The Ultimate Game Guide to Your Life, Christopher Monks
Tow Books, 2008, 238 pages, C$14.95 pb, ISBN 978-1-58297-534-4
I’m not quite sure what I was expecting from Christopher Monks’ The Ultimate Game Guide to Your Life, except that it was sitting cheap on the remainder cart, was billed as humor and anything with a subtitle like “The Video Game as Existential Metaphor” interests me. Flipping through the book showed a few cute illustrations; what else could I hope for? Life’s hard enough –don’t we all need a comforting walkthrough?
For a while, though, it looked as if I may have made an error in picking up the book. The first few pages are a tough slog, as the game/life metaphor initially fails to gel, and the putative protagonist of the walkthrough hasn’t yet been developed enough to sustain the comic narrative that later emerges. There are a few good lines about you, the baby, not yet being too sure about “mom’s friend”, and how the game’s control at this early stage aren’t just unlabeled but don’t do the same thing. Still, the first chapter seems like a fairly conventional way to talk about infants and toddlers. Where’s the substance?
Things show some clear improvement in Level II (“Your Childhood”) as the rules and complex meta-fictional devices of the narrative start settling down. Suddenly, the life being described becomes a story of sorts, with recurring characters emerging through the successive narratives (that darn Dennis!). By Challenge Eight (“Losing your sister at the Huddy Sizzlebolt Happy! Fun! Learn! Show!”), the book loosens up and finally benefits from a protagonist old enough to have adventures and feature more darkly absurd material. By this time, we’re also becoming more familiar with the conventions of the book, as The Ultimate Game Guide to Your Life isn’t just a gaming walk-through, but an unauthorized one that sometimes second-guesses what the designers were thinking.
Like life itself, the book reaches a certain narrative velocity as it hits the protagonist’s teenage years. Making it through high school is amusing, and the fun doesn’t stop by the time the character reaches college and then takes a job at the donut store. Hilarious bits include high school cliques, a memorable reunion with a high-school crush that somehow involves freeing minks, and using hostage crises at the donut shop as an advancement mechanism. There are also a few throwaway gags about an optional robot war. The first chunk of the early adulthood stage ends with the hero becoming a father…
…and without getting too personal, this is where the book sucker-punched me. You’d have to be at my place in life and read pages 169-172 to understand why. Maybe I suspected something in picking up the book.
Much of the rest of The Ultimate Game Guide to Your Life seems to be downhill from that moment, as (and this is where the book’s existentialism becomes obvious) much of life also seems to be. Kicking back from the content of book for a moment to indulge in a bit of idle thoughts about video-gaming and life, there’s some wisdom in realizing that most people never get a satisfying dramatic arc; that lives go on after their main stories end, and that preparing another generation to play is the closest we’ll ever get to “winning the game”. No wonder new parents give up gaming… at least as they focus on something else.
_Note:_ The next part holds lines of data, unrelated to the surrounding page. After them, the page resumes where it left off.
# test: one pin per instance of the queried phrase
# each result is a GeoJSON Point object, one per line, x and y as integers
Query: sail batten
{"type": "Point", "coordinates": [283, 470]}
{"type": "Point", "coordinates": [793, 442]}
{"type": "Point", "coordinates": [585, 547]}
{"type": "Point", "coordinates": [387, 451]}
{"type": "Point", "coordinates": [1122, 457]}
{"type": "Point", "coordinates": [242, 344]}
Back to The Ultimate Game Guide to Your Life, it’s not much of a surprise if the last third of the book seems to turn grimmer as the end approaches. Despite the jocular consistency of the game’s challenge, it doesn’t take much of a subtext to cringe during the last challenge set in an Assisted Living Facility. As the line goes, “Old age isn’t for Sissies.” Appropriately enough (this isn’t a spoiler), the book ends at the end of the protagonist’s life… that is, Your Life.
One thing is for sure: I wasn’t expecting such a kick in the pants from a humour book making parallels between gaming and an ordinary life. It’s enough to make you sit quietly in a chair and ponder the meaning of it all. We all, I suppose, create our own mythological frameworks for what happens to us, and the future we can reasonably expect to have. At the moment, it’s a surprisingly effective tactic to draw upon the modern mythology of the age, video games, to tackle the question. Uneven but amazingly effective when it works, The Ultimate Game Guide to Your Life is a memetic wolf in sheep’s trade binding. Open it carefully if you’re going through one of life’s big transitions.